The window the thresholds are measured against is the model's real loaded size: the provider package's profile data for cloud models, and for a local model the num_ctx it was actually loaded with (its reported maximum capped at the memory budget), not the daemon's theoretical maximum, which the model was never loaded with. Sizing the trigger to the loaded window is what lets compaction fire before a local model overflows.

  • /compact runs a summarization pass on demand against the checkpointed thread. Every compaction (automatic or manual) is recorded as a context_compaction trace event, and the full conversation remains in the trace; compaction is non-mutating, so nothing is lost from the record.
  • Keep sessions task-shaped regardless: clearing and the summary preserve the working set and the conclusions, not every byte.

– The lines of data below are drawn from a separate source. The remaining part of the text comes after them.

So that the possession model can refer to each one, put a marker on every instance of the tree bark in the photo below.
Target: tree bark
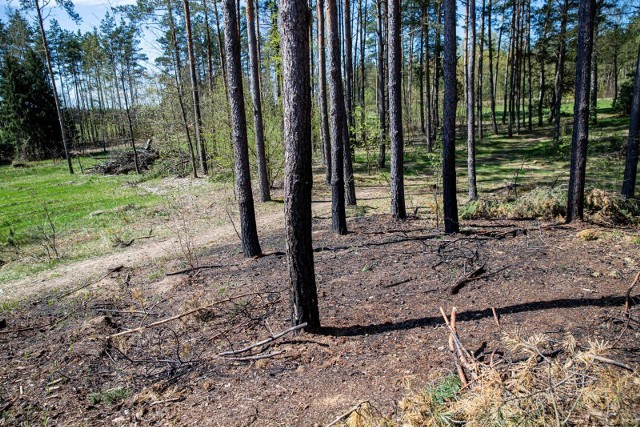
(382, 112)
(449, 120)
(494, 124)
(322, 92)
(559, 75)
(471, 87)
(194, 90)
(337, 118)
(480, 71)
(296, 100)
(248, 229)
(178, 79)
(261, 158)
(349, 181)
(398, 209)
(633, 141)
(47, 55)
(580, 138)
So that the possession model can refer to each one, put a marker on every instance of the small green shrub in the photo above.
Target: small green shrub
(108, 397)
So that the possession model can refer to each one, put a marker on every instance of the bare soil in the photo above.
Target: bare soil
(380, 289)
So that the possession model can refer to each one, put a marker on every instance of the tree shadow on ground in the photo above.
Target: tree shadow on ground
(465, 316)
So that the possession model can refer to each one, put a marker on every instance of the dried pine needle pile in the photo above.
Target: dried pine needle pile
(569, 385)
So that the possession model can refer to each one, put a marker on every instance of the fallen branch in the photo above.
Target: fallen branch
(473, 277)
(186, 313)
(263, 342)
(495, 316)
(611, 362)
(111, 271)
(254, 357)
(192, 269)
(627, 303)
(346, 414)
(401, 282)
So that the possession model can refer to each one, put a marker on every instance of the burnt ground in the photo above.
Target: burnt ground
(380, 289)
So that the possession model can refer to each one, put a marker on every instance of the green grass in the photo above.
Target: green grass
(28, 193)
(70, 199)
(528, 158)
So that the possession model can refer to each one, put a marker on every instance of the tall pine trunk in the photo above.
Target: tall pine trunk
(449, 121)
(336, 122)
(559, 75)
(322, 91)
(261, 158)
(633, 141)
(296, 102)
(471, 122)
(580, 138)
(398, 209)
(382, 112)
(194, 90)
(47, 55)
(248, 229)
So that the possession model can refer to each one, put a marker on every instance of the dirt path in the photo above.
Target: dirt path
(142, 253)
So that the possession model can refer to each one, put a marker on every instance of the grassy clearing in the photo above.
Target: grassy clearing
(528, 159)
(48, 216)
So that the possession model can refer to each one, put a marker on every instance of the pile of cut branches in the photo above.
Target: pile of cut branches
(123, 162)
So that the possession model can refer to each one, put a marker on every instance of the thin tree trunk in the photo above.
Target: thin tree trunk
(63, 130)
(248, 229)
(363, 30)
(349, 181)
(322, 92)
(398, 209)
(294, 27)
(586, 17)
(480, 71)
(449, 120)
(337, 118)
(132, 139)
(261, 158)
(437, 65)
(221, 50)
(559, 75)
(494, 124)
(633, 141)
(194, 90)
(471, 122)
(427, 78)
(178, 79)
(382, 112)
(209, 46)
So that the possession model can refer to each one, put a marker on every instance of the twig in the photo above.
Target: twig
(263, 342)
(611, 362)
(9, 404)
(346, 414)
(187, 313)
(401, 282)
(462, 282)
(495, 316)
(627, 303)
(255, 357)
(113, 270)
(173, 399)
(465, 281)
(189, 270)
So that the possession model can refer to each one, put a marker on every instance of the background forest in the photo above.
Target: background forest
(433, 201)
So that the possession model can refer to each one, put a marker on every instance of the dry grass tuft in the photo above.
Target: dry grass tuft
(544, 383)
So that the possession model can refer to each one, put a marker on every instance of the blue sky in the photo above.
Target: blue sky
(91, 12)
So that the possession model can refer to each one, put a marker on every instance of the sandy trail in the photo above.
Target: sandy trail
(142, 253)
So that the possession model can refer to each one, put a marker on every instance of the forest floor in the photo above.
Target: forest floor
(380, 291)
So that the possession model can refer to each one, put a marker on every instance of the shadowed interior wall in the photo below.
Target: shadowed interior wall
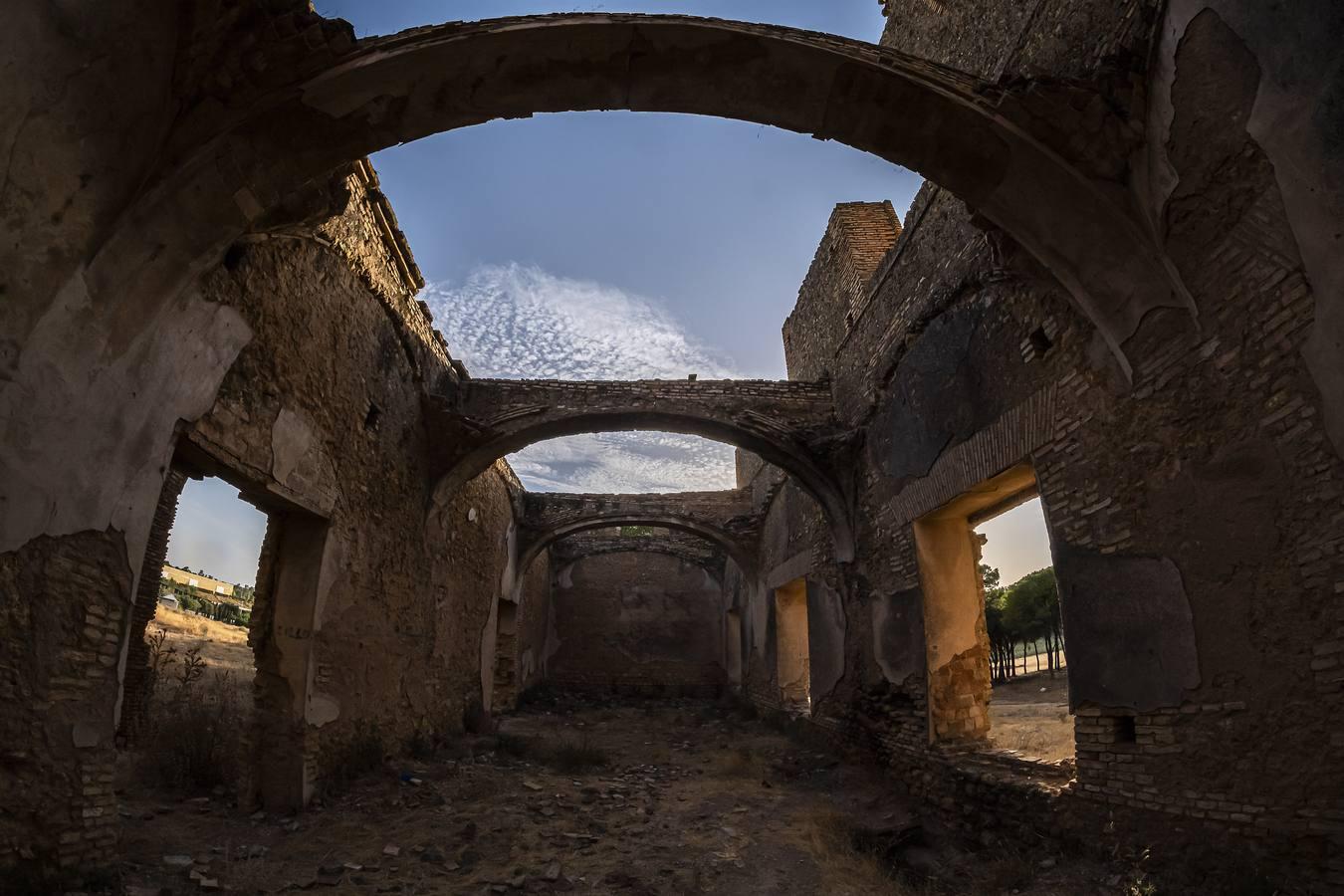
(636, 622)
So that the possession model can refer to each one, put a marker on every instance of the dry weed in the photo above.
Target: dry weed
(845, 869)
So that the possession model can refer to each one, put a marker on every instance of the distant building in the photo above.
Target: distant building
(202, 583)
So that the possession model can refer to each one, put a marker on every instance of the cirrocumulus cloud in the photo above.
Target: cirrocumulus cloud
(521, 322)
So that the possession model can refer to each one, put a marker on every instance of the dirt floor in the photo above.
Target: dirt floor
(669, 796)
(1029, 714)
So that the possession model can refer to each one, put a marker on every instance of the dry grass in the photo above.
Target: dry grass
(845, 868)
(740, 762)
(192, 738)
(222, 646)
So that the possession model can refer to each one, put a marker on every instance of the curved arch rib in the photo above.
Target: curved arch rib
(943, 123)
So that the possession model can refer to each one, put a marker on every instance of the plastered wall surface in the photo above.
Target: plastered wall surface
(1124, 277)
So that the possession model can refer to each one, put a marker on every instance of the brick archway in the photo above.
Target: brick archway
(992, 146)
(682, 546)
(790, 425)
(723, 519)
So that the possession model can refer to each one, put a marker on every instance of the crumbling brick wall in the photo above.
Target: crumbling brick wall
(637, 622)
(967, 362)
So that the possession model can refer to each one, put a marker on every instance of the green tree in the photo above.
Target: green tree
(1031, 612)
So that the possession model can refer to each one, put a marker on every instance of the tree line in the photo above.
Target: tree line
(1021, 615)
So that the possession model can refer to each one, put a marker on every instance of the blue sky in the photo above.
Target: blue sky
(601, 246)
(621, 245)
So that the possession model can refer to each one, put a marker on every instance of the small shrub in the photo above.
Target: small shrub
(194, 737)
(571, 757)
(517, 746)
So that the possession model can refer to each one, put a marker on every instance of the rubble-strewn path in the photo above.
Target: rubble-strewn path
(692, 799)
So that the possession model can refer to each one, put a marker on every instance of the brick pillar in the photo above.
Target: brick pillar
(134, 687)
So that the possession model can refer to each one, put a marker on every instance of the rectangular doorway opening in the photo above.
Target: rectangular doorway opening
(791, 652)
(187, 697)
(1028, 712)
(995, 641)
(733, 648)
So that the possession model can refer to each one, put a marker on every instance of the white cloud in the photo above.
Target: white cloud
(518, 322)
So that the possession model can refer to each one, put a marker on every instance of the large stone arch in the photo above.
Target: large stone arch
(734, 550)
(690, 549)
(732, 547)
(789, 425)
(978, 140)
(723, 519)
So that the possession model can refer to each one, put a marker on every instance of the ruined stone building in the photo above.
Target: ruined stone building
(1121, 289)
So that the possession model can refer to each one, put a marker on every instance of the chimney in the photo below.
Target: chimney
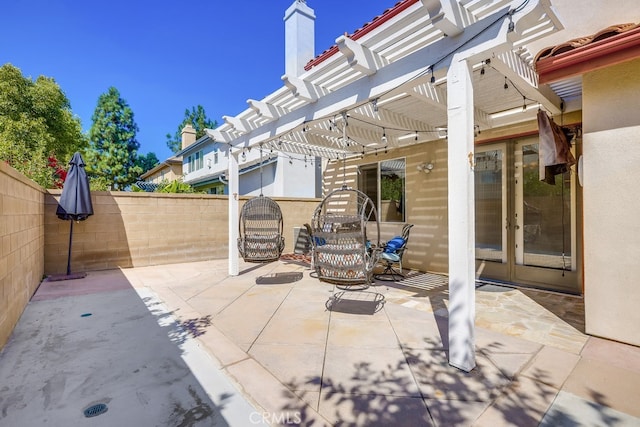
(299, 36)
(188, 136)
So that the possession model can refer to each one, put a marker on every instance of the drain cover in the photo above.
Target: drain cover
(95, 410)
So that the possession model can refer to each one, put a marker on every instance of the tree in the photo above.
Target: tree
(147, 162)
(38, 130)
(113, 148)
(198, 119)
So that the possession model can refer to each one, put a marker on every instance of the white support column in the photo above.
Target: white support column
(234, 188)
(461, 216)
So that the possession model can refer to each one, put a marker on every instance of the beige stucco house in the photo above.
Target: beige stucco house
(443, 98)
(168, 170)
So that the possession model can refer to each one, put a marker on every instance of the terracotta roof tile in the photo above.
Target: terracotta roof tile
(366, 28)
(584, 41)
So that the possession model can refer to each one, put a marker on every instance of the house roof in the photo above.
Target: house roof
(611, 45)
(366, 28)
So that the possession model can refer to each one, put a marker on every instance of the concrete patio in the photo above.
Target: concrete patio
(186, 344)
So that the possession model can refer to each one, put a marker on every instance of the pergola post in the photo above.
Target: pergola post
(234, 190)
(461, 209)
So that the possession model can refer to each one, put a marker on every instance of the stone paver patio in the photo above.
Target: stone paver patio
(308, 353)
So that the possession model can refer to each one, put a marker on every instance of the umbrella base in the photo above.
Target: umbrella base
(58, 277)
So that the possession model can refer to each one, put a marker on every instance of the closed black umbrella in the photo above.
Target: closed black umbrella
(75, 201)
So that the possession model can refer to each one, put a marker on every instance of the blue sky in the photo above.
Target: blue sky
(164, 56)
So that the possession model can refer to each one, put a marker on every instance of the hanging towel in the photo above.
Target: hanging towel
(554, 149)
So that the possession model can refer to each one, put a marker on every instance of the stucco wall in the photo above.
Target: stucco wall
(425, 205)
(140, 229)
(611, 171)
(21, 245)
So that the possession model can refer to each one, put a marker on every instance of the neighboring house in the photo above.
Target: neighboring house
(206, 161)
(431, 109)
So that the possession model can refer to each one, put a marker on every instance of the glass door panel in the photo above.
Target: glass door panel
(490, 207)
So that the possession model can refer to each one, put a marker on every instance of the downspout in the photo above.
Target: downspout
(234, 189)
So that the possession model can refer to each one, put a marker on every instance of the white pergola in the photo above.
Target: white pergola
(424, 69)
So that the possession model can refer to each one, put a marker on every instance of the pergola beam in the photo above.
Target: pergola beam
(359, 57)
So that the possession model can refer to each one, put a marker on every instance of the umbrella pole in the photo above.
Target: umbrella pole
(69, 257)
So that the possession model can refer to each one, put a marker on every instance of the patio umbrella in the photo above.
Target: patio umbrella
(75, 201)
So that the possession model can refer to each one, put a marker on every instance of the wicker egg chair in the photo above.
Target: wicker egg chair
(343, 253)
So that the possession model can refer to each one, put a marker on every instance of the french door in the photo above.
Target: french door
(525, 228)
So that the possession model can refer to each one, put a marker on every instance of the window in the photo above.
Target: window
(384, 183)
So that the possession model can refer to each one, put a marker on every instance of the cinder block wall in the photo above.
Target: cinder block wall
(21, 245)
(142, 229)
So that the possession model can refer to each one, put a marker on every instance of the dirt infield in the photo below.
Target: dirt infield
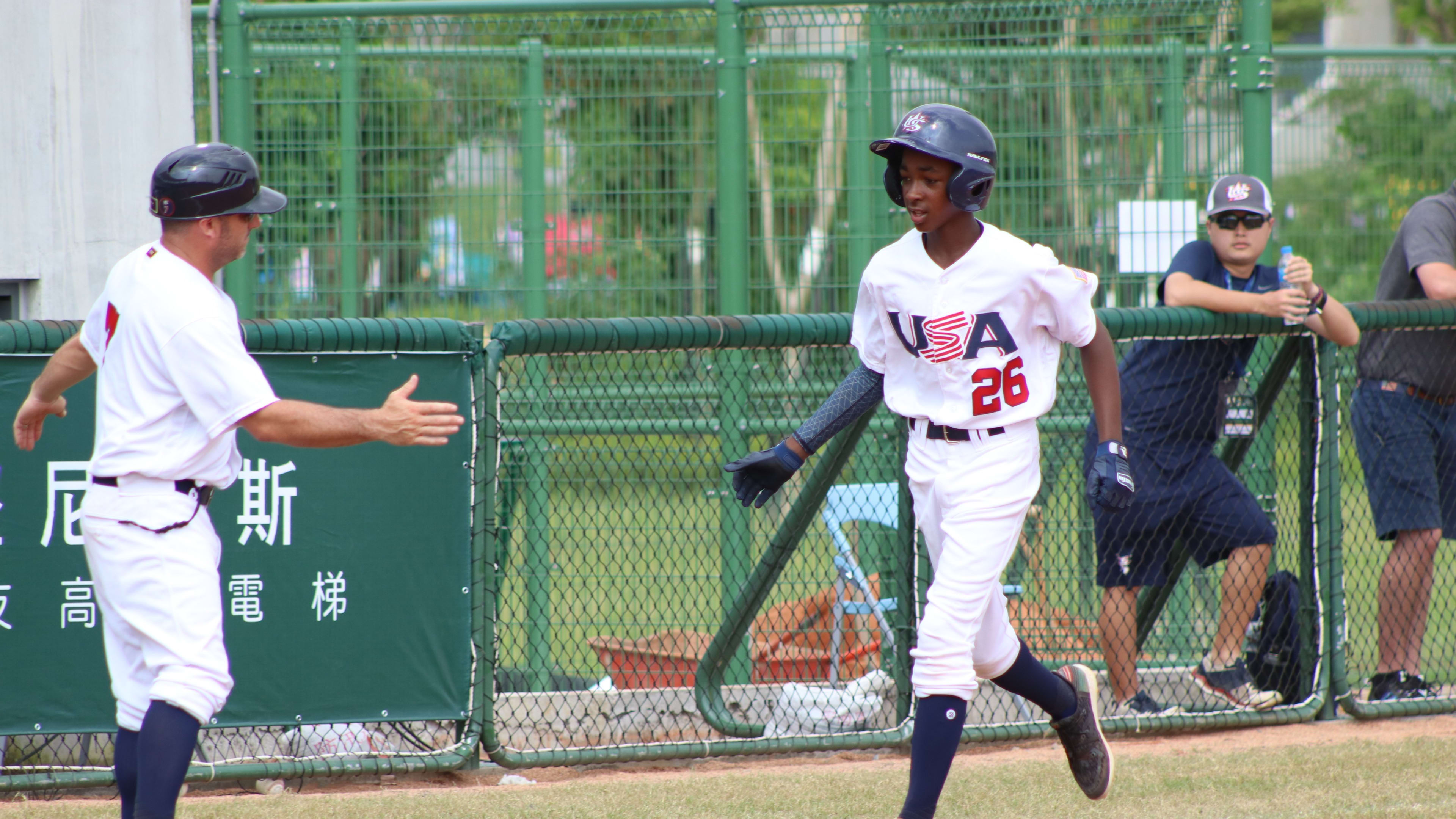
(1343, 767)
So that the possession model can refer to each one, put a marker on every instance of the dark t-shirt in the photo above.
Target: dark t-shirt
(1421, 358)
(1171, 388)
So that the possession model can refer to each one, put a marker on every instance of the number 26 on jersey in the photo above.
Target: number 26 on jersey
(996, 385)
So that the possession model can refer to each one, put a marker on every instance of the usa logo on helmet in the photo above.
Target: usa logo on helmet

Durable knowledge belongs in memory, which survives the session boundary by design.
  • Token usage per model turn is recorded in the trace (model_usage events), so the cost of a workflow is measurable, and the bench records it per sample.

Subagents are the structural answer for context-heavy sub-tasks: a subagent runs in its own context window and returns a result, so the parent's context pays for the conclusion, not the exploration. The seam exists per simulator (subagent_factories); a general source-exploration subagent (so that browsing installed package source never enters the main context at all) is the planned next step.